In quella stanza cadde un silenzio brutto. Persino Tommaso smise di piangere per qualche secondo, come se avesse sentito il gelo.

Io fissavo la coperta sulle mie ginocchia. Non riuscivo a credere che quell’uomo fosse lo stesso che, durante la gravidanza, mi accarezzava la pancia e diceva che saremmo stati una squadra. Una squadra. Che parola facile, prima che arrivi davvero la fatica.

Mio padre fece un passo verso di lui. «Naturale non vuol dire che deve distruggersi.»

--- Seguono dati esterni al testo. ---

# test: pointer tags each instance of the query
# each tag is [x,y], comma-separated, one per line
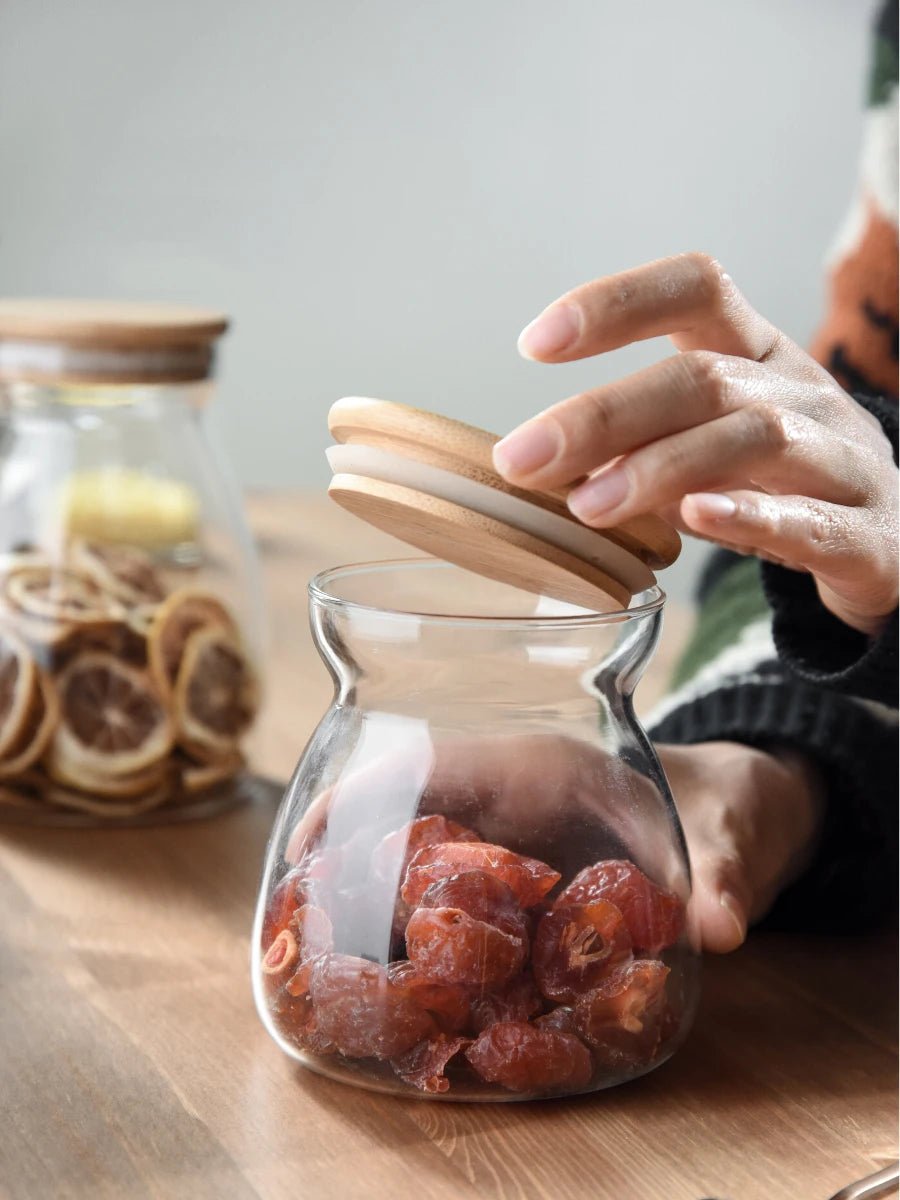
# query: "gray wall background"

Davide prese la giacca dall’attaccapanni. «Se voi volete mettermi contro mia moglie, accomodatevi. Io non ho fatto niente di male.»

Se ne andò sbattendo la porta.

Quella sera dormii a casa dei miei. Non fu una fuga studiata. Mia madre preparò il lettino da campeggio per Tommaso e mio padre andò a comprare pannolini, perché avevo lasciato metà delle cose a casa. Per la prima volta da mesi, qualcuno si alzò prima di me quando il bambino pianse.

Mi svegliai di colpo alle cinque e trovai mia madre seduta in cucina con Tommaso in braccio. Gli cantava una vecchia ninna nanna, stonando un po’. Lui aveva gli occhi chiusi.

«Torna a letto», mi disse. «Almeno un’altra ora.»

Mi misi a piangere senza fare rumore. Non perché fossi debole. Piangevo perché quell’ora di sonno mi sembrava un gesto d’amore enorme, quasi impossibile.

Nei giorni successivi chiamai il consultorio della mia zona. Parlai con una psicologa, poi con l’ostetrica. Mi dissero che la stanchezza estrema dopo il parto non è un capriccio e che chiedere aiuto non significa essere una cattiva madre. Sentirlo dire da qualcuno, ad alta voce, mi tolse un peso dal petto.

Davide mi scrisse il terzo giorno: “Quando pensi di tornare?” Nessun “come stai”, nessuna domanda su Tommaso.

Gli risposi che sarei tornata solo per parlare, e che non avrei più accettato di essere trattata come una domestica con un neonato in braccio.

Lui disse che ero cambiata. Forse è vero. Ma ero cambiata perché avevo capito una cosa semplice e dolorosa: non basta avere un marito per non essere sole.

Adesso sto ancora decidendo cosa fare del nostro matrimonio. Davide dice che esagero, che tutte le coppie litigano. Però un litigio finisce quando due persone cercano una soluzione. Qui, finora, ho parlato soltanto io.

Voi cosa avreste fatto al mio posto? Si può ricostruire una famiglia con chi chiama “naturale” la tua sofferenza?